ABC analysis is tool for classifying items by contribution to financial result.
ABC restaurant menu analysis methodology distributes dishes by categories depending on their impact on sales and profit. Group A — items that bring greatest profit with small number of names. Group B — average contribution. Group C — minimal impact with large assortment volume. Restaurant accounting system automatically collects sales data for conducting ABC analysis for any period.
What is ABC Analysis and Pareto Principle in Restaurant
ABC analysis helps identify most popular and profitable menu items through classification by objective parameters. Method based on Pareto principle — 80% of result comes from 20% of efforts. In restaurant context this means small portion of dishes generates main revenue.
Category A includes 10-20% of menu items that bring 70-80% of restaurant profit. These are sales hits with high margin and stable customer demand. Maximum attention paid to such dishes — quality control, recipe stability, staff training in proper presentation.
Group B dishes constitute 30-40% of menu and give 15-20% profit. Average popularity and average margin. These items support menu variety but aren’t foundation of financial result. Require periodic review for possible transfer to category A through presentation improvement or cost adjustment.
Category C dish sales bring only 5-10% profit while occupying 40-50% of menu. Low popularity, low margin, rare orders. Candidates for menu exclusion or radical dish concept rethinking.
Conducting Effective Sales ABC Analysis
ABC analysis conducting process begins with collecting sales data for month or quarter. Detailing needed for each item — sales quantity, revenue, cost, net profit. Analysis period chosen considering business seasonality.
Quarter gives more stable picture than month, smooths random demand spikes. For cafe with pronounced seasonality makes sense to conduct analysis separately for summer and winter periods. Dish popularity structure can change dramatically.
Software for order taking records every sale automatically with cost linkage through recipe cards. Data accumulates without manual entry, calculation accuracy doesn’t depend on human factor.
Classification indicator chosen depending on analysis goals. By revenue — which dishes bring more money. By profit — which give maximum margin. By sales quantity — what’s ordered more often. Optimal to analyze by profit as this is business ultimate goal.
Applying Analysis Results for Menu Optimization
Optimizing menu means concentrating on developing category A dishes and reviewing group C items. Sales hits placed in first menu positions, highlighted visually, actively recommended by waiters. Investments in ingredient quality for category A fully justified.
Which dishes fall into deletion category determined not only by sales numbers. Some group C items support establishment image or complement main dishes. Side dishes rarely sold as standalone item but mandatory as main dish addition.
Increasing profit possible through price adjustment on dishes with low margin but high demand.
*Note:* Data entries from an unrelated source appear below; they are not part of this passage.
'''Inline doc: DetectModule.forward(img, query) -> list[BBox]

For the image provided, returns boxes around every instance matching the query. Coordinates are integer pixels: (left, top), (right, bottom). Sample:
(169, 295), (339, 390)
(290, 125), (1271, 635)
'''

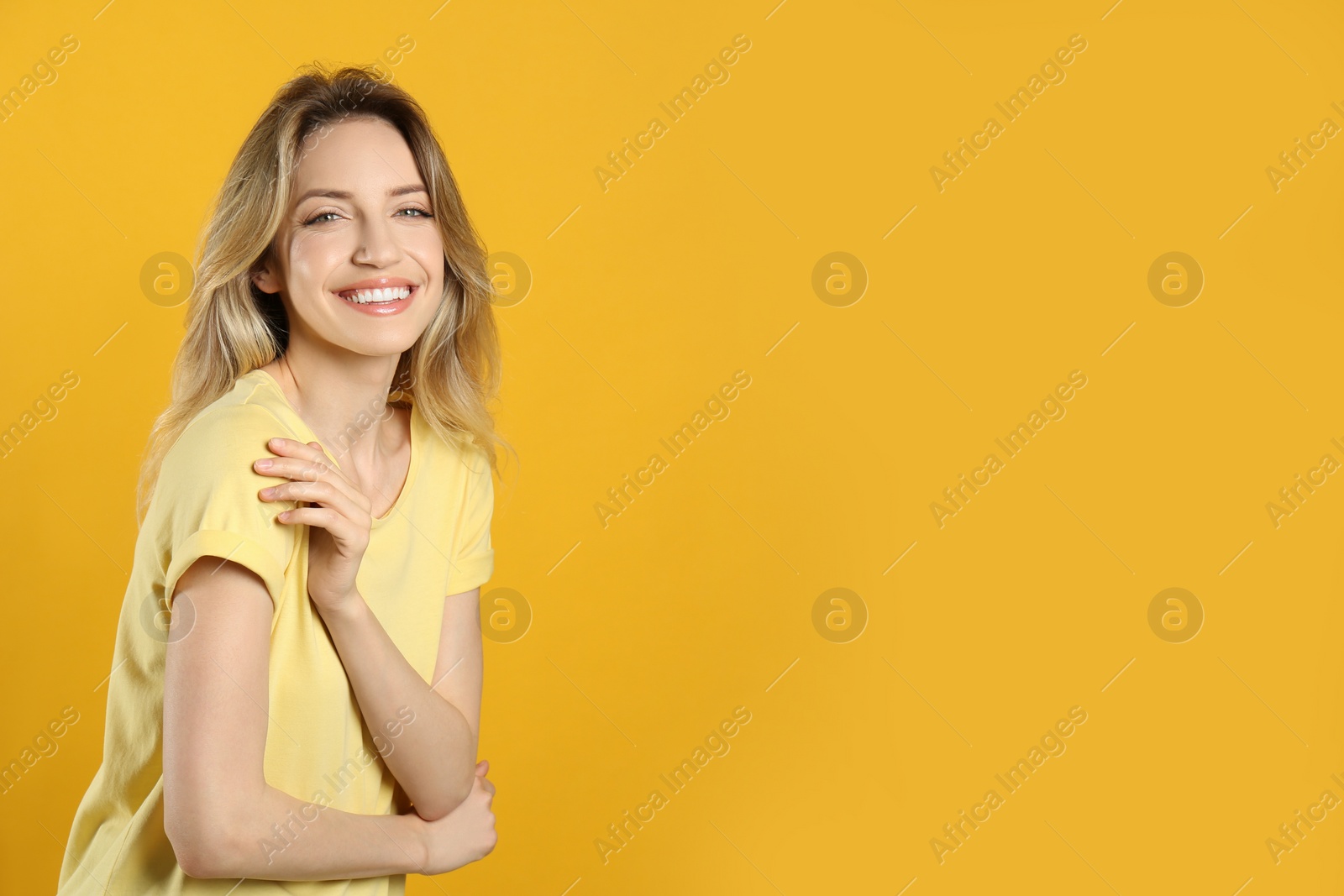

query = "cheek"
(286, 233), (349, 297)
If item popular among guests, can raise price by 10-15% and track order quantity change. Often demand remains stable while profit grows.
Reducing category B dish costs possible through recipe review or finding profitable suppliers. Replacing expensive ingredients with more affordable alternatives without taste loss transfers item to more profitable category. Important to test changes before mass implementation.
Strategies for Working with Different Dish Categories
Strategy for group A — maximum stability and quality. Any recipe changes undergo thorough testing. Ingredient stock maintained at level excluding deficit. Staff trained in perfect presentation of these dishes.
Promoting category B items through marketing efforts and special offers. Combos with popular dishes, certain weekday promotions, waiter recommendations. Goal — increase sales quantity to category A level.
Choosing what to do with group C — delete completely or try reformatting. Perhaps dish unpopular due to unsuccessful name, missing menu photo, incorrect presentation. Test changes for 2-3 weeks show whether potential exists.
Food cost control critical for all categories. Product cost share in dish price should remain within 28-35% for food service. Exceeding signals problems with pricing or purchasing.
Data Collection Automation and Regular Monitoring
Analyzing sales manually through tables takes 8-10 work hours for 100-item menu. Automation reduces time to 15-20 minutes for report generation and interpretation. Restasystem generates ABC analysis in few clicks based on accumulated data.
Each item turnover tracked in real time. Owner sees sales dynamics, can notice dish popularity drop at early stage. Quick reaction allows fixing situation before serious profit losses.
Syrve financial accounting connects sales with ingredient purchases and supplier work. You can see how product price change affects specific dish margin. Analytics section shows complete menu item profitability picture.
Analyzing results needs to be regular. Monthly ABC analysis reveals trends, quarterly shows sustainable changes. Seasonal demand fluctuations considered through comparison with last year’s similar periods.
Menu effectiveness increase achieved through systematic analysis-based approach. Keep only profitable and popular dishes in menu, remove outsiders, test novelties. Decisions built on data, not intuition or owner personal preferences. Increasing restaurant profit possible by 15-25% through assortment optimization based on ABC analysis results without increasing guest number or average check.